In 2022, the Insurance Regulatory Authority Uganda indicated that health insurance was the fastest growing segment of the insurance sector as more corporate organisations and individuals continued to use it as a strong bargaining tool.
But beyond this, more Ugandans have found it necessary to protect themselves against other risks, thus contributing to the growth in both premiums and uptake.
Data from IRA indicates that gross written premiums continue to grow in double digits, rising to an industry average of UGX 1.7 trillion due to enhanced consumer confidence.
Thus, the sector, will this year continue to work well for business building and community development, and will continue to play a key in building sustainable businesses.
Contrary to what many believe, Ernest Barusya, the CEO of Kenbright Actuarial Advisory, says insurance is a business enabler and not a cost.

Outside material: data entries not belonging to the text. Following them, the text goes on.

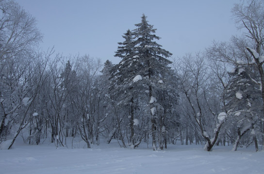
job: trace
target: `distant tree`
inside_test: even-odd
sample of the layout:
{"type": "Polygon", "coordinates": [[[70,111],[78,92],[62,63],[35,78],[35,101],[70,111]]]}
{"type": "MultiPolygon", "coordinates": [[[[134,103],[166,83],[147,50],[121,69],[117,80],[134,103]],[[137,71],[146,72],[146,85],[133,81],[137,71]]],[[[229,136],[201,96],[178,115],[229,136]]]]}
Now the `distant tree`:
{"type": "MultiPolygon", "coordinates": [[[[252,136],[255,143],[256,149],[258,151],[258,144],[256,132],[260,123],[259,116],[262,114],[261,93],[258,83],[252,79],[255,74],[252,70],[255,67],[250,67],[243,63],[230,72],[232,76],[229,85],[225,89],[225,102],[226,110],[229,116],[230,128],[229,131],[233,129],[233,123],[236,123],[237,136],[234,143],[233,150],[236,150],[240,140],[245,133],[249,130],[249,139],[252,136]],[[254,128],[257,129],[254,130],[254,128]]],[[[254,72],[254,71],[253,71],[254,72]]],[[[254,79],[257,79],[254,77],[254,79]]],[[[259,130],[261,130],[259,129],[259,130]]],[[[248,137],[248,139],[249,138],[248,137]]]]}
{"type": "MultiPolygon", "coordinates": [[[[254,60],[261,79],[263,111],[264,112],[264,1],[250,0],[235,4],[232,9],[233,16],[239,29],[244,29],[247,31],[244,35],[249,39],[250,45],[247,48],[254,60]],[[263,55],[263,56],[262,56],[263,55]]],[[[262,115],[264,116],[264,113],[262,115]]],[[[263,126],[263,134],[264,126],[263,126]]],[[[264,145],[264,136],[262,137],[264,145]]]]}
{"type": "Polygon", "coordinates": [[[27,125],[22,122],[29,123],[28,110],[22,109],[29,105],[23,104],[23,99],[34,100],[34,89],[38,91],[41,86],[31,86],[30,93],[28,87],[33,85],[28,80],[38,81],[37,75],[42,77],[42,69],[33,72],[40,67],[32,66],[40,61],[35,49],[42,38],[33,17],[13,0],[0,1],[0,142],[12,139],[9,148],[27,125]],[[15,124],[20,126],[12,132],[15,124]]]}

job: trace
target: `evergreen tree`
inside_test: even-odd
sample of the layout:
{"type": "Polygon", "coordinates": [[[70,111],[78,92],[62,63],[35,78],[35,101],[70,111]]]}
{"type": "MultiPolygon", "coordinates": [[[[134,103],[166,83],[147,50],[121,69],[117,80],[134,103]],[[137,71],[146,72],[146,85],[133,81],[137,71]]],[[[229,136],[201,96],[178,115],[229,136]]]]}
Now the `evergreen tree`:
{"type": "Polygon", "coordinates": [[[161,48],[162,46],[154,41],[160,38],[155,35],[156,29],[148,23],[146,18],[143,14],[141,22],[135,25],[137,28],[132,32],[128,30],[123,36],[125,42],[119,43],[123,46],[118,47],[115,56],[122,60],[113,69],[112,82],[115,82],[112,86],[115,87],[115,91],[122,94],[122,102],[131,106],[131,139],[133,136],[135,101],[144,97],[148,98],[147,104],[151,116],[152,147],[156,150],[155,113],[162,106],[158,103],[154,95],[155,90],[168,87],[168,78],[172,73],[168,66],[171,62],[166,58],[172,54],[161,48]]]}
{"type": "Polygon", "coordinates": [[[153,90],[165,87],[168,79],[164,77],[170,73],[168,65],[172,62],[166,58],[172,54],[161,48],[154,40],[159,40],[155,33],[157,29],[153,26],[148,24],[147,16],[143,14],[141,22],[135,24],[137,28],[133,30],[136,36],[135,52],[137,65],[138,67],[137,73],[143,76],[144,80],[143,86],[148,87],[149,92],[149,109],[151,111],[151,133],[152,147],[153,150],[157,149],[156,145],[156,117],[155,111],[158,104],[157,100],[153,96],[153,90]]]}
{"type": "MultiPolygon", "coordinates": [[[[242,136],[249,132],[250,130],[251,132],[248,133],[248,136],[253,137],[256,150],[258,149],[254,128],[260,121],[258,116],[262,112],[260,109],[262,98],[260,85],[252,79],[257,77],[255,77],[256,73],[252,71],[254,68],[239,63],[230,72],[231,78],[226,87],[224,99],[226,103],[226,110],[231,116],[229,117],[229,122],[232,125],[236,123],[236,129],[235,128],[234,130],[237,132],[237,137],[233,150],[236,150],[242,136]]],[[[233,129],[232,127],[229,127],[230,129],[233,129]]]]}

“Every businessperson ought to do proper risk mapping and monitoring. Whereas predictable risks often do not require insurance, unpredictable risks must always be insured, this is because they can deter both short- and long-term sustainability and life of a business,” he says, noting that insurance should not necessarily be expensive, but just a measure of premium against the level of risk.

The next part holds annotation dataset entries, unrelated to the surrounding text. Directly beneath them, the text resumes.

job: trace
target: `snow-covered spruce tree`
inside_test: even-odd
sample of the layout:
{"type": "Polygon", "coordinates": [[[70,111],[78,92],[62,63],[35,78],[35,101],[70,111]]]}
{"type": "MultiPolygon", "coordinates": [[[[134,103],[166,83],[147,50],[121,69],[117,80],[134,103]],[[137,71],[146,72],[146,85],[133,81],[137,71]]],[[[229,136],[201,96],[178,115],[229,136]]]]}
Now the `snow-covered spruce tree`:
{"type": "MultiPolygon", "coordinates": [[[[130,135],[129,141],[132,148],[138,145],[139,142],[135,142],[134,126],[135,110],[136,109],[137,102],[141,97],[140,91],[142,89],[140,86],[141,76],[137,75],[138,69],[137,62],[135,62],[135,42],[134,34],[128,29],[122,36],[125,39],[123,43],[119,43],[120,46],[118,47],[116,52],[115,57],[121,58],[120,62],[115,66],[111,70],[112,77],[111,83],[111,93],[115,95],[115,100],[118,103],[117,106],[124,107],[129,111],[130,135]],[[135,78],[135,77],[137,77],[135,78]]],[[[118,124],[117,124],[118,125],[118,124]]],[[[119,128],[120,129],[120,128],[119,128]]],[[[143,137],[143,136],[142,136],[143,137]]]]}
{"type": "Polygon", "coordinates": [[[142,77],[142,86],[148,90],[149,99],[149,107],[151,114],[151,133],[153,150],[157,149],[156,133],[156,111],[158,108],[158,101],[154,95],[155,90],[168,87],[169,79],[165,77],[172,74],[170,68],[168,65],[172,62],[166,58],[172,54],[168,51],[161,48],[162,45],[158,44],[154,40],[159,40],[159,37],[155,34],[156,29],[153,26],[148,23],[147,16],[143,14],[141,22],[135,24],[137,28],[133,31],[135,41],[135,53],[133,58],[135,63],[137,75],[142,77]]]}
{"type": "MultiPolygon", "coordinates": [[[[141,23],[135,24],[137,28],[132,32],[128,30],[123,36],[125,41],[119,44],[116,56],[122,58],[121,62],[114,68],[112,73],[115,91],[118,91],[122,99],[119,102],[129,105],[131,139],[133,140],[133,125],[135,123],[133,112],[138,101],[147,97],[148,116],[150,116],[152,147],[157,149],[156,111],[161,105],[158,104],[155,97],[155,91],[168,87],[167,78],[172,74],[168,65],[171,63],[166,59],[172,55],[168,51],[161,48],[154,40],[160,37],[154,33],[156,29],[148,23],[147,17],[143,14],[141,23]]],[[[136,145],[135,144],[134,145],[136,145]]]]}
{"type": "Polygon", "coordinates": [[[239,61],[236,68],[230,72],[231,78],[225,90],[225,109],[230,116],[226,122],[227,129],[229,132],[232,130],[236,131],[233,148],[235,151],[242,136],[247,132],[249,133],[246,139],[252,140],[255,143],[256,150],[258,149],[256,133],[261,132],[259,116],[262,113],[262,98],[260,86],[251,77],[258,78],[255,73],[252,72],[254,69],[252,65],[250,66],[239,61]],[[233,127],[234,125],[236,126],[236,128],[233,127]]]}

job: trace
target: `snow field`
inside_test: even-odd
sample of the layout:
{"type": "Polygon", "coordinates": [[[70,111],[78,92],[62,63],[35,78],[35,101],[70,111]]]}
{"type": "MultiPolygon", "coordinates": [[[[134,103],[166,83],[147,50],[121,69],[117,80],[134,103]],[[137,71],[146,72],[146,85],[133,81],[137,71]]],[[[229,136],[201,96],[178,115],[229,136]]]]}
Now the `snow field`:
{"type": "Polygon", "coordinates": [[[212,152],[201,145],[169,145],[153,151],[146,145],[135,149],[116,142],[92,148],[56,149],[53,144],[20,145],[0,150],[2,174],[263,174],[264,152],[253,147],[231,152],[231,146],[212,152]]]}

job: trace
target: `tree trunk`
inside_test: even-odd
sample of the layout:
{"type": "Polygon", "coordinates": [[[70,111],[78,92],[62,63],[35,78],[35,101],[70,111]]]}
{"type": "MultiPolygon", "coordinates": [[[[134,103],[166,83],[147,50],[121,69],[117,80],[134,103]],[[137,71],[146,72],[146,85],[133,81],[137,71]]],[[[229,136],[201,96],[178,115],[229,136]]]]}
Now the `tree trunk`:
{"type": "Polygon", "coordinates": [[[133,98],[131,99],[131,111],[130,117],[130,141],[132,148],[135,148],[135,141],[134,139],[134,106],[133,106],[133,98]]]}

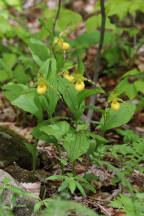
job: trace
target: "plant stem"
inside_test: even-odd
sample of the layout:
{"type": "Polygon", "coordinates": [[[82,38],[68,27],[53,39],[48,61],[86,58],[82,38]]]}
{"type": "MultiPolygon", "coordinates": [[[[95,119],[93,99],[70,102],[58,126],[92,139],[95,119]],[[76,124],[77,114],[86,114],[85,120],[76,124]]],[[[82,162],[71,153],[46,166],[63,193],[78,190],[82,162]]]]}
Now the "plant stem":
{"type": "Polygon", "coordinates": [[[72,174],[75,176],[75,161],[72,162],[72,174]]]}
{"type": "MultiPolygon", "coordinates": [[[[93,82],[97,82],[98,80],[98,76],[99,76],[99,69],[100,69],[100,56],[101,56],[101,50],[103,47],[103,42],[104,42],[104,33],[105,33],[105,23],[106,23],[106,14],[105,14],[105,7],[104,7],[104,0],[100,0],[100,6],[101,6],[101,15],[102,15],[102,23],[101,23],[101,32],[100,32],[100,40],[99,40],[99,46],[98,46],[98,50],[97,50],[97,55],[96,55],[96,59],[95,59],[95,73],[94,73],[94,77],[93,77],[93,82]]],[[[94,88],[96,88],[94,86],[94,88]]],[[[90,97],[90,106],[94,106],[95,105],[95,99],[96,99],[96,95],[92,95],[90,97]]],[[[90,126],[90,122],[93,116],[93,110],[89,109],[88,113],[87,113],[87,119],[86,119],[86,123],[90,126]]]]}
{"type": "Polygon", "coordinates": [[[53,22],[53,28],[52,28],[52,33],[55,34],[55,26],[56,26],[56,22],[59,18],[59,15],[60,15],[60,10],[61,10],[61,3],[62,3],[62,0],[59,0],[58,2],[58,10],[57,10],[57,13],[56,13],[56,17],[55,17],[55,20],[53,22]]]}

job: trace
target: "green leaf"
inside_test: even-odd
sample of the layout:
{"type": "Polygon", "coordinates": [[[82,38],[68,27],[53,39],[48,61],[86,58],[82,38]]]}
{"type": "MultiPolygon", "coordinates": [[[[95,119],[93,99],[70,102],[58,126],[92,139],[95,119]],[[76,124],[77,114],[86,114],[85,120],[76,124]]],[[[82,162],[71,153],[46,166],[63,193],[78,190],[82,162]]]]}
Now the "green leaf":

However, several market leaders have not invested in internal mechanisms to monitor and mitigate risks, thus, increasing their cost of insurance premiums.
This, Barusya says makes operating in a risky environment expensive in terms of premiums, which impacts the business or individual bottom lines.
“We have a conducive environment for innovation and compliance to enable insurance companies provide tailored risk management solutions and risk capacity,” but notes that there is need to de-risk by conducting continuous risk assessments, which could be used by actuaries to quantify risk, premiums and pay-outs in the event of a loss.
Actuaries have the expertise to quantify risks and benefits at the term end or in the event of loss.
“Actuarial capacity continues to grow, The Insurance Training College has done a great job in professionalising the industry to provide tailored insurance and risk management solutions, which ensure sanity and stability in the market,” Barusya says.
On the other hand, he says, insurers must be intentional on innovation, to ensure that consumers are provided with alternatives and products that have the right value returns.
Uganda has also experienced growth of new insurance risks such as oil & gas, political violence, clinical trials and cyber insurance, among others that have been characterised as specialist in nature.
Thus, this makes the component of reinsurance in such a setup critical to boost insurers’ capacity in handling risks.
However, the growth, Barusya says has come with increased capacity with initiatives such as Uganda Reinsurance Company, coupled with other regional and global players coming in to build a strong reinsurance market.
Uganda Insurers Association has also been pivotal in setting up industrial consortiums like Oil & Gas, Agriculture & Marine that ensure risk pooling among insurers to maximise collective risk and capital capacity.
Thus, this year, the market is expected to grow more insurance pools that seek to take care of risks that are classified as special, (uninsurable) such as boda boda risks.
Supporting business growth through risk management

Other than trying to take care of risks that are directly related to the businesses, Barusya says business leaders need to pay attention to risks that poses existential challenges to other sectors of business.
For instance, he says, threats against mass consumers that might dent trade in goods or services such as data, airtime or mobile money, should always be examined to prevent a whip out of business sectors that might have a long-term impact on the many people.
“If it’s also true that a large portion of Ugandans are a bill away from chronic poverty, then, as a business leader you ought to be interested in subsidizing medical insurance solutions for such a population,” he says.
Thus, business leaders must continuously understand their business chains and partner with insurers to find ways of reducing or subsidizing the cost of insurance for mass market segments to protect them from risks.
“This can be done through investing in synergies and initiatives that support the population to embrace insurance as a way of life, as well as subsidising the cost of insurance to enable affordability,” he says, adding that ti could also be through train the population about insurance and its role in business.
Uganda’s insurance sector presents an opportunity for business leaders to drive sustainability while uplifting the communities they operate.
By embracing insurance as a strategic business enabler rather than a cost, leaders can mitigate risks, foster innovation, and enhance resilience across sectors.
As more Ugandans adopt insurance, businesses that proactively integrate risk management into their operations will not only safeguard their growth but also contribute to the stability and prosperity of the economy.